Peter Bengtson
Born in Stockholm on 4th May 1961. He pursued basic piano and organ studies at the Municipal School of Music and has been a choral singer since the age of 14. He took advanced piano studies at the Swedish Radio School of Music, Edsberg, but while there his musical interest took a new turn, with the result that he came to specialise more and more in organ playing and composition. He studied composition privately with Sven-David Sandström and worked for one year as a programmer until, in 1981, he gained admission to Professor Gunnar Bucht’s composition class at the State Academy of Music in Stockholm. Until 1985 he also studied under Arne Mellnäs, Pär Lindgren and Brian Ferneyhough.
He worked together with Hans Lunell on a computer project at the State Academy of Music, where he also teaches computerised composition algorithms, as well as teaching contemporary music at the National College of Dance. He is a coach with the Stockholm Chamber Choir, and free lance organist with a wide repertoire of early, high-romantic and contemporary music. He has given several first performances.
Peter Bengtson grew up in a theatre family, which perhaps accounts for his predilection for music drama and vocal compositions. While only a boy he composed piano pieces, an opera and orchestral songs on the grand scale, but his real début took place at Young Nordic Composers’ Festival in Copenhagen in 1981, with the performance of his eight-voice choral piece Revir (1980). Experience of choral singing taught him what was feasible and pleasant-sounding in a choir, but he is not really looking for beautiful sound; if anything he is attracted by the grotesque, as is clearly apparent from his next composition, Turba (1982) for cello and bass clarinet. Ej blod i dina ådror strömmar (the title comes from a poem by E. J. Stagnelius) is the name of a tape composition a companion-piece to his breakthrough composition, the ballet Schakt, which follows exactly the same formal course — but there the similarity ends. The form is predetermined right down to the last detail, but other parameters are more flexible, setting up tensions. Schakt was created in close co-operation with the choreographer Per Jonsson. It is an integral performance in which the dancers also have musical parts to perform and the musicians are on stage. The instrumental combination is remarkable: 6 accordions, 3 double basses, harmonium, 3 steel sheets and percussion. And yet within a short space of time there have been three different productions of this ballet (at Cirkus in Stockholm, at the Stockholm Opera, and by the Cullberg Ballet, with whom it scored a great success in Paris, The Hague, New York and elsewhere.)
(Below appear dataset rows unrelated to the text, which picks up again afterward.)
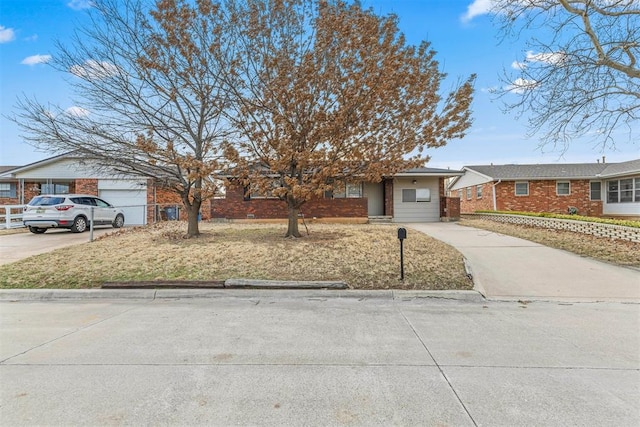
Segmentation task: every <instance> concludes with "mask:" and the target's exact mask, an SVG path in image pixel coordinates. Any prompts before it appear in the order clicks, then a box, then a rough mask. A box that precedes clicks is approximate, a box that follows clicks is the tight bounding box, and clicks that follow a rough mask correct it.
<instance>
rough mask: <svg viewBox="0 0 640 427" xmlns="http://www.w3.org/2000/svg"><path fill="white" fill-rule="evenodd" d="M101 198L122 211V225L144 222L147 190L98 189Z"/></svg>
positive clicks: (138, 224)
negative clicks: (122, 219) (117, 207)
mask: <svg viewBox="0 0 640 427" xmlns="http://www.w3.org/2000/svg"><path fill="white" fill-rule="evenodd" d="M98 195H99V197H100V198H101V199H104V200H105V201H107V202H109V203H111V204H112V205H114V206H117V207H119V208H122V210H123V211H124V225H125V226H126V225H144V224H146V217H147V216H146V215H145V212H146V203H147V190H146V188H145V189H144V190H137V189H136V190H99V191H98Z"/></svg>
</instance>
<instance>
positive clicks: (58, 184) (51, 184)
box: [39, 182, 69, 194]
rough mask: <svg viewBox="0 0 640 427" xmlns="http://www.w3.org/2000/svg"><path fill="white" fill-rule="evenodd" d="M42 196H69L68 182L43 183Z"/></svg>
mask: <svg viewBox="0 0 640 427" xmlns="http://www.w3.org/2000/svg"><path fill="white" fill-rule="evenodd" d="M39 186H40V194H69V183H68V182H42V183H40V184H39Z"/></svg>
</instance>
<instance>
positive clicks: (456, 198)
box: [440, 197, 460, 219]
mask: <svg viewBox="0 0 640 427" xmlns="http://www.w3.org/2000/svg"><path fill="white" fill-rule="evenodd" d="M440 200H444V207H445V212H444V215H442V217H444V218H447V219H459V218H460V199H459V198H457V197H444V198H443V199H440Z"/></svg>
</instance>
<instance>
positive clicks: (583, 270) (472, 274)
mask: <svg viewBox="0 0 640 427" xmlns="http://www.w3.org/2000/svg"><path fill="white" fill-rule="evenodd" d="M408 227H410V228H413V229H414V230H417V231H420V232H423V233H425V234H427V235H429V236H431V237H434V238H436V239H438V240H442V241H443V242H445V243H448V244H450V245H451V246H453V247H455V248H456V249H457V250H458V251H460V252H461V253H462V254H463V255H464V257H465V258H466V260H467V262H468V264H469V266H470V268H471V273H472V275H473V280H474V283H475V286H476V289H477V290H478V291H479V292H481V293H482V294H483V295H485V296H486V297H487V298H492V299H536V300H540V299H543V300H544V299H550V300H571V301H589V302H591V301H623V302H637V301H640V271H639V270H637V269H632V268H624V267H618V266H615V265H612V264H607V263H603V262H599V261H595V260H592V259H589V258H584V257H581V256H578V255H575V254H572V253H569V252H566V251H562V250H558V249H553V248H549V247H546V246H543V245H540V244H538V243H533V242H530V241H527V240H522V239H518V238H516V237H510V236H505V235H502V234H498V233H494V232H492V231H487V230H481V229H478V228H473V227H464V226H461V225H459V224H456V223H444V222H442V223H424V224H409V225H408ZM409 238H410V236H409Z"/></svg>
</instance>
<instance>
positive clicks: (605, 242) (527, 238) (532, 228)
mask: <svg viewBox="0 0 640 427" xmlns="http://www.w3.org/2000/svg"><path fill="white" fill-rule="evenodd" d="M460 223H461V224H462V225H468V226H470V227H477V228H482V229H484V230H489V231H494V232H496V233H501V234H506V235H508V236H514V237H519V238H521V239H526V240H530V241H532V242H537V243H540V244H543V245H545V246H549V247H552V248H557V249H563V250H565V251H569V252H573V253H575V254H578V255H582V256H585V257H589V258H594V259H597V260H599V261H604V262H608V263H612V264H616V265H621V266H627V267H638V268H640V243H634V242H628V241H625V240H614V239H608V238H602V237H595V236H591V235H588V234H582V233H574V232H571V231H564V230H555V229H546V228H537V227H530V226H525V225H517V224H504V223H500V222H495V221H489V220H481V219H464V220H462V221H461V222H460Z"/></svg>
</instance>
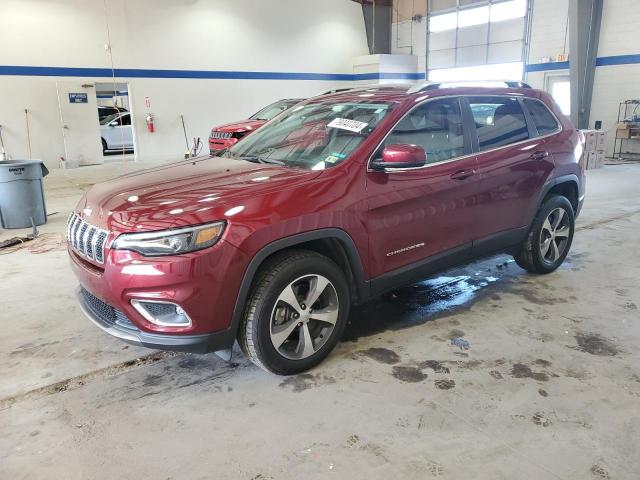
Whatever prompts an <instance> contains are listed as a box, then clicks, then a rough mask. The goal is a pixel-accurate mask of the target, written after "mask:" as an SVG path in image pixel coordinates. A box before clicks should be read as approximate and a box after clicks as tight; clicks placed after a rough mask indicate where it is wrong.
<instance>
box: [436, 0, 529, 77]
mask: <svg viewBox="0 0 640 480" xmlns="http://www.w3.org/2000/svg"><path fill="white" fill-rule="evenodd" d="M429 7H430V8H429V24H428V25H429V27H428V28H429V40H428V59H427V62H428V63H427V65H428V68H429V70H428V77H429V80H433V81H447V80H478V79H509V80H521V79H522V75H523V66H524V45H525V38H526V27H527V18H528V14H527V12H528V8H527V0H430V2H429Z"/></svg>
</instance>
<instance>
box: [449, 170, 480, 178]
mask: <svg viewBox="0 0 640 480" xmlns="http://www.w3.org/2000/svg"><path fill="white" fill-rule="evenodd" d="M475 174H476V171H475V170H458V171H457V172H456V173H452V174H451V177H450V178H451V179H452V180H464V179H465V178H469V177H473V176H474V175H475Z"/></svg>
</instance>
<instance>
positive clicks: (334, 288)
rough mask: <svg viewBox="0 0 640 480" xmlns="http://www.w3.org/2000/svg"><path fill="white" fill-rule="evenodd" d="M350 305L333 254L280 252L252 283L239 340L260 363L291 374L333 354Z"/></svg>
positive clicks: (241, 346) (347, 288) (339, 273)
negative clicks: (319, 253) (251, 285)
mask: <svg viewBox="0 0 640 480" xmlns="http://www.w3.org/2000/svg"><path fill="white" fill-rule="evenodd" d="M349 307H350V296H349V287H348V285H347V282H346V280H345V278H344V275H343V273H342V271H341V270H340V268H338V266H337V265H336V264H335V263H334V262H333V261H332V260H330V259H329V258H327V257H325V256H323V255H320V254H318V253H316V252H312V251H306V250H294V251H288V252H284V253H281V254H276V255H274V256H273V257H272V258H270V259H269V260H267V261H266V262H265V264H264V266H262V267H261V269H260V272H259V273H258V275H257V277H256V281H255V283H254V285H253V286H252V291H251V294H250V297H249V301H248V304H247V306H246V309H245V313H244V317H243V320H242V323H241V325H240V329H239V332H238V343H239V344H240V348H241V349H242V351H243V352H244V353H245V355H247V356H248V357H249V359H250V360H251V361H252V362H253V363H255V364H256V365H258V366H259V367H261V368H263V369H265V370H267V371H270V372H273V373H277V374H279V375H293V374H296V373H299V372H302V371H305V370H308V369H309V368H311V367H313V366H315V365H317V364H318V363H320V362H321V361H322V360H324V359H325V358H326V357H327V355H329V353H330V352H331V350H333V348H334V347H335V345H336V344H337V343H338V340H339V339H340V337H341V335H342V332H343V330H344V327H345V324H346V322H347V318H348V316H349Z"/></svg>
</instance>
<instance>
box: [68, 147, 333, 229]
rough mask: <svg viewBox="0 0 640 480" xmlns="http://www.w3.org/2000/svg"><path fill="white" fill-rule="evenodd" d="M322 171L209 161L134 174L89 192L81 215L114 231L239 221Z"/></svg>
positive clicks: (141, 172)
mask: <svg viewBox="0 0 640 480" xmlns="http://www.w3.org/2000/svg"><path fill="white" fill-rule="evenodd" d="M320 174H321V172H320V171H312V170H303V169H297V168H288V167H282V166H279V165H268V164H258V163H252V162H247V161H242V160H236V159H232V158H221V157H207V158H202V159H197V160H186V161H182V162H179V163H174V164H171V165H165V166H160V167H156V168H152V169H148V170H142V171H138V172H133V173H129V174H127V175H123V176H121V177H117V178H114V179H112V180H108V181H106V182H102V183H97V184H95V185H94V186H93V187H91V189H89V190H88V191H87V193H86V195H85V196H84V197H83V199H82V200H81V201H80V203H79V204H78V207H77V212H78V213H79V214H80V215H81V216H82V217H83V218H84V219H85V220H86V221H87V222H88V223H90V224H92V225H95V226H98V227H100V228H104V229H107V230H109V231H114V232H133V231H153V230H163V229H167V228H175V227H183V226H187V225H197V224H201V223H207V222H213V221H217V220H226V219H228V218H229V217H231V216H233V215H237V216H236V217H234V218H239V217H241V215H242V211H243V210H244V209H245V206H246V209H247V211H245V214H246V213H253V214H255V212H250V210H251V208H250V206H249V204H250V203H251V204H252V205H256V202H255V200H256V199H257V198H259V197H260V196H262V195H266V194H268V193H270V192H277V191H282V190H283V189H288V188H292V187H295V186H298V185H300V184H301V183H304V182H307V181H309V180H311V179H313V178H315V177H317V176H318V175H320Z"/></svg>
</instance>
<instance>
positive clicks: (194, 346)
mask: <svg viewBox="0 0 640 480" xmlns="http://www.w3.org/2000/svg"><path fill="white" fill-rule="evenodd" d="M81 292H82V287H78V288H77V289H76V298H77V299H78V302H79V303H80V308H81V310H82V313H84V314H85V315H86V316H87V318H89V320H91V321H92V322H93V323H94V324H95V325H96V326H97V327H98V328H100V329H101V330H103V331H104V332H106V333H108V334H109V335H111V336H113V337H116V338H119V339H120V340H122V341H123V342H126V343H128V344H130V345H137V346H141V347H147V348H153V349H156V350H170V351H176V352H189V353H209V352H215V351H218V350H227V349H230V348H231V347H232V346H233V342H234V341H235V338H234V336H233V335H232V334H231V331H230V330H224V331H221V332H214V333H205V334H201V335H165V334H158V333H148V332H143V331H142V330H137V331H134V330H131V329H128V328H123V327H120V326H118V325H117V324H112V323H109V322H107V321H105V320H104V319H102V318H100V317H99V316H98V315H96V314H95V313H94V312H93V311H92V309H91V308H90V307H89V305H88V304H87V301H86V299H85V297H84V295H82V293H81Z"/></svg>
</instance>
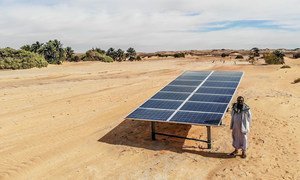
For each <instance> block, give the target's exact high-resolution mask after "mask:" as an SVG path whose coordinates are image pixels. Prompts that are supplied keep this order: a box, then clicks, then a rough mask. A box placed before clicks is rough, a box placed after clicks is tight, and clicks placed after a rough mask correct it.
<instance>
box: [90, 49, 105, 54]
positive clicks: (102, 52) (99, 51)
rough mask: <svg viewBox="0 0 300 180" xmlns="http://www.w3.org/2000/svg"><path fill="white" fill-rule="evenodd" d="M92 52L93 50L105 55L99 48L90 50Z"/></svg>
mask: <svg viewBox="0 0 300 180" xmlns="http://www.w3.org/2000/svg"><path fill="white" fill-rule="evenodd" d="M92 50H95V51H97V52H98V53H100V54H105V50H102V49H101V48H95V49H92Z"/></svg>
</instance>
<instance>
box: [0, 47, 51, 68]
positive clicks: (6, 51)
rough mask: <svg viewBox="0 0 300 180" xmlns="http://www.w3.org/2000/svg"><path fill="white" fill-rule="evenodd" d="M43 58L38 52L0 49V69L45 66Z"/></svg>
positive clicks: (45, 60) (44, 62) (38, 66)
mask: <svg viewBox="0 0 300 180" xmlns="http://www.w3.org/2000/svg"><path fill="white" fill-rule="evenodd" d="M47 65H48V63H47V61H46V60H45V58H44V57H43V56H41V55H39V54H36V53H33V52H28V51H25V50H15V49H12V48H4V49H0V69H29V68H33V67H38V68H41V67H47Z"/></svg>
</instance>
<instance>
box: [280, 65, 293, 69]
mask: <svg viewBox="0 0 300 180" xmlns="http://www.w3.org/2000/svg"><path fill="white" fill-rule="evenodd" d="M280 68H281V69H286V68H291V66H289V65H283V66H281V67H280Z"/></svg>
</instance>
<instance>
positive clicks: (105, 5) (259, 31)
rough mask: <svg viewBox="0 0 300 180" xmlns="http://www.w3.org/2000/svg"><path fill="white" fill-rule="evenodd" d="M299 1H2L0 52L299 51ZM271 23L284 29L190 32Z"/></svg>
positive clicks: (225, 30) (247, 0) (20, 0)
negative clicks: (61, 49)
mask: <svg viewBox="0 0 300 180" xmlns="http://www.w3.org/2000/svg"><path fill="white" fill-rule="evenodd" d="M297 1H298V0H286V1H279V0H275V1H274V0H273V1H272V0H264V1H261V0H252V1H250V0H244V1H240V0H227V1H224V0H223V1H221V0H210V1H199V0H152V1H148V0H132V1H125V0H102V1H97V0H89V1H87V0H74V1H66V0H61V1H57V0H56V1H45V2H43V1H37V0H34V1H33V0H31V1H29V0H27V1H26V0H14V1H8V0H5V1H3V0H2V1H1V0H0V47H6V46H11V47H14V48H18V47H20V46H21V45H23V44H26V43H33V42H34V41H37V40H38V41H41V42H45V41H47V40H49V39H54V38H57V39H59V40H61V41H62V42H63V43H64V44H65V45H67V46H71V47H74V48H75V50H77V51H82V52H83V51H85V50H87V49H89V48H91V47H96V46H97V47H101V48H103V49H107V48H109V47H111V46H112V47H115V48H123V49H126V48H128V47H129V46H133V47H135V48H136V49H137V50H139V51H158V50H180V49H210V48H239V49H241V48H251V47H253V46H258V47H270V48H279V47H287V48H294V47H299V46H300V33H299V32H300V25H299V24H300V18H299V17H300V13H299V11H298V9H297V3H298V2H297ZM229 20H230V21H238V20H270V21H274V22H276V23H277V24H280V25H282V26H284V27H286V28H287V29H288V30H282V29H263V28H260V29H259V28H249V27H247V28H235V29H226V30H221V31H213V32H194V31H192V30H194V29H197V28H199V27H203V26H205V25H206V24H208V23H211V22H216V21H218V22H219V21H229Z"/></svg>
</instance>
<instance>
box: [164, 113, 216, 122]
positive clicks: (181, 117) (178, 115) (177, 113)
mask: <svg viewBox="0 0 300 180" xmlns="http://www.w3.org/2000/svg"><path fill="white" fill-rule="evenodd" d="M221 118H222V114H210V113H199V112H184V111H178V112H177V113H176V114H175V115H174V116H173V117H172V118H171V120H170V121H171V122H172V121H173V122H177V123H180V122H181V123H188V124H210V125H219V123H220V122H221Z"/></svg>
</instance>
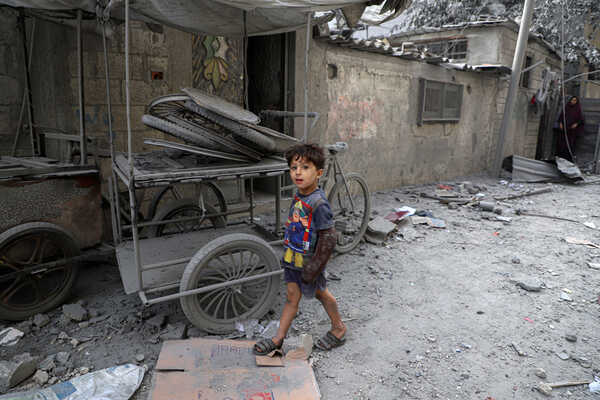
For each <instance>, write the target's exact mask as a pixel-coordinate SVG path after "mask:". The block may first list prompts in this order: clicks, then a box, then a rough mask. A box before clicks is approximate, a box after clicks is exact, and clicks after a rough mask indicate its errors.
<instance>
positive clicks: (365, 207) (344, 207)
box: [328, 173, 371, 253]
mask: <svg viewBox="0 0 600 400" xmlns="http://www.w3.org/2000/svg"><path fill="white" fill-rule="evenodd" d="M346 184H347V185H348V186H347V187H346V185H345V184H344V182H343V181H339V182H337V183H336V184H335V185H334V186H333V188H332V189H331V192H330V193H329V197H328V200H329V204H330V206H331V211H332V212H333V220H334V222H335V228H336V230H337V232H338V240H337V244H336V246H335V250H336V251H337V252H338V253H347V252H349V251H351V250H352V249H354V248H355V247H356V246H357V245H358V243H359V242H360V240H361V239H362V237H363V236H364V234H365V232H366V230H367V225H368V224H369V214H370V212H371V196H370V195H369V188H368V187H367V183H366V182H365V180H364V179H363V178H362V177H361V176H360V175H358V174H355V173H350V174H348V175H346Z"/></svg>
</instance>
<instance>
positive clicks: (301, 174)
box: [290, 157, 323, 194]
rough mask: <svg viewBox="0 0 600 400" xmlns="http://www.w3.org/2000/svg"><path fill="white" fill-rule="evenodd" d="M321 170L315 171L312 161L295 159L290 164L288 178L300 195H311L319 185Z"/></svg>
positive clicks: (322, 173) (318, 169)
mask: <svg viewBox="0 0 600 400" xmlns="http://www.w3.org/2000/svg"><path fill="white" fill-rule="evenodd" d="M321 175H323V170H322V169H317V167H316V166H315V164H313V162H312V161H309V160H307V159H306V158H300V157H295V158H294V159H293V160H292V162H291V163H290V177H291V178H292V181H293V182H294V184H295V185H296V187H298V191H299V192H300V194H311V193H312V192H314V191H315V189H316V188H317V186H318V185H319V178H320V177H321Z"/></svg>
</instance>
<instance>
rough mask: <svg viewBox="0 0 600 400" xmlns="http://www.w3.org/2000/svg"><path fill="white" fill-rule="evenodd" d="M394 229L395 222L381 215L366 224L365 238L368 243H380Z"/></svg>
mask: <svg viewBox="0 0 600 400" xmlns="http://www.w3.org/2000/svg"><path fill="white" fill-rule="evenodd" d="M395 229H396V224H394V223H393V222H390V221H388V220H386V219H385V218H383V217H376V218H375V219H373V220H372V221H371V222H369V225H368V226H367V232H366V233H365V239H366V240H367V241H368V242H369V243H373V244H382V243H383V242H384V241H385V240H386V239H387V238H388V235H389V234H390V233H392V232H393V231H394V230H395Z"/></svg>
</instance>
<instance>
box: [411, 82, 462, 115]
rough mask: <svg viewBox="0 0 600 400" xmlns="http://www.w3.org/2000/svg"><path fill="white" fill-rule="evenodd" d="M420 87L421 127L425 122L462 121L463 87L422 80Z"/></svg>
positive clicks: (420, 112)
mask: <svg viewBox="0 0 600 400" xmlns="http://www.w3.org/2000/svg"><path fill="white" fill-rule="evenodd" d="M419 86H420V96H419V99H420V107H419V116H418V124H419V125H422V124H423V123H424V122H458V121H459V120H460V110H461V106H462V93H463V85H457V84H454V83H448V82H438V81H430V80H427V79H423V78H421V79H419Z"/></svg>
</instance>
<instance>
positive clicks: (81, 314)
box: [63, 303, 88, 322]
mask: <svg viewBox="0 0 600 400" xmlns="http://www.w3.org/2000/svg"><path fill="white" fill-rule="evenodd" d="M63 314H64V315H65V316H67V317H68V318H69V319H70V320H72V321H77V322H81V321H85V320H86V319H88V312H87V310H86V309H85V308H83V307H82V306H81V304H79V303H75V304H65V305H63Z"/></svg>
Together with Per Jonsson he has also created a couple of “performances“: the Walpurgis ritual Beltane was performed by actors and organ for four hours at Fylkingen, Lammas for solo dance, organ, choir and ensemble was presented in Skeppsholm Church during the Young Nordic Arts Festival. Both titles allude to prehistoric Druid rituals, and Bengtson is fascinated by ritual and by “technical Freemasonry“. His writing tends to be difficult, but the difficulties are always musically prompted, based on a highly practical attitude to music and on his own experience as a concert organist. In his experience, it has been immensely important to find a balance between creation and re-creation. Erinye (for organ and tape), a composition in three movements inspired by horror films, was first performed by Hans-Ola Ericsson in Stuttgart in January 1988.